How does the HDFS competition stack up?
This is an article about Hadoop, so I’m not going to call out the other systems by name, but I assert that all of the systems listed in the “8 ways” article don’t compare well to Hadoop in one of the above dimensions. Let me list some of the failure modes:
- System not designed for Hadoop’s scale
Many systems simply don’t work at Hadoop scale. They haven’t been designed or proven to work with very large data or many commodity nodes. They often will not scale up to petabytes of data or thousands of nodes. If you have a small use-case and value other attributes, such as integration with existing apps in your enterprise, maybe this is a good trade-off, but something that works well in a 10 node test system may fail utterly as your system scales up. Other systems don’t scale operationally or rely on non-scalable hardware. Traditional NAS storage is a simple example of this problem. A NAS can replace Hadoop in a small cluster. But as the cluster scales up, cost and bandwidth issues come to the fore.
- System that don’t use commodity hardware or open source software
Many proprietary software / non-commodity hardware solutions are well tested and great at what they were designed to do. But, these solutions cost more than free software on commodity hardware. For small projects, this may be ok, but most activities have a finite budget and a system that allows much more data to be stored and used at the same cost often becomes the obvious choice. The disruptive cost advantage of Hadoop & HDFS is fundamental to the current success and growing popularity of the platform. Many Hadoop competitors simply don’t offer the same cost advantage. Vendor price lists speak for themselves in this area (where the prices are even published).

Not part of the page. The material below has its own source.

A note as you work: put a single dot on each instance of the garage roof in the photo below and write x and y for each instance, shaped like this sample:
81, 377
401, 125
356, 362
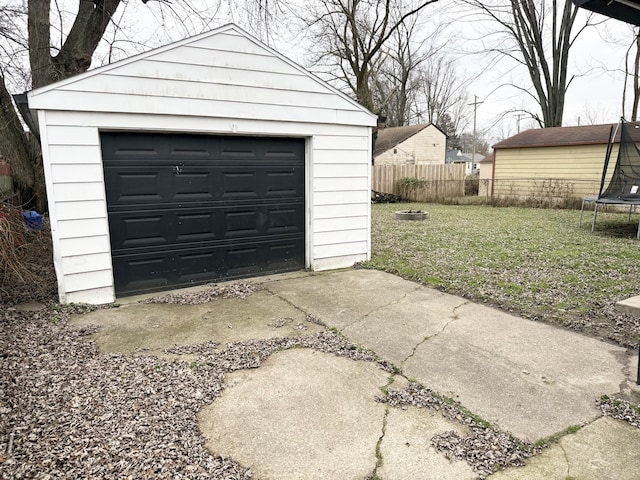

- Not designed for MapReduce’s I/O patterns
Many of these systems are not designed from the ground up for Hadoop’s big sequential scans & writes. Sometimes the limitation is in hardware. Sometimes it is in software. Systems that don’t organize their data for large reads cannot keep up with MapReduce’s data rates. Many databases and NoSql stores are simply not optimized for pumping data into MapReduce.
- Unproven technology
Hadoop is interesting because it is used in production at extreme scale in the most demanding big data use cases in the world. As a result thousands of issues have been identified and fixed. This represents several hundred person-centuries of software development investment. It is easy to design a novel alternative system. A paper, a prototype or even a history of success in a related domain or a small set of use cases does not prove that a system is ready to take on Hadoop. Tellingly, along with listing some new and interesting systems, the “8 ways” article says goodbye to some systems that have previously been considered HDFS contenders by vocal advocates. I’ve got a rolodex full of folks who used to work on such systems who are now major players in the Apache Hadoop community.
It is easy to find example use cases where some other storage system is a better choice than Hadoop. But I assert that HDFS is the best system available today to do exactly what it was built for, being Hadoop’s storage system. It delivers rock solid data reliability and very high sequential read/write bandwidth, at the lowest cost possible. As a result, HDFS is, and I predict it will remain THE storage infrastructure for the vast majority of Hadoop clusters.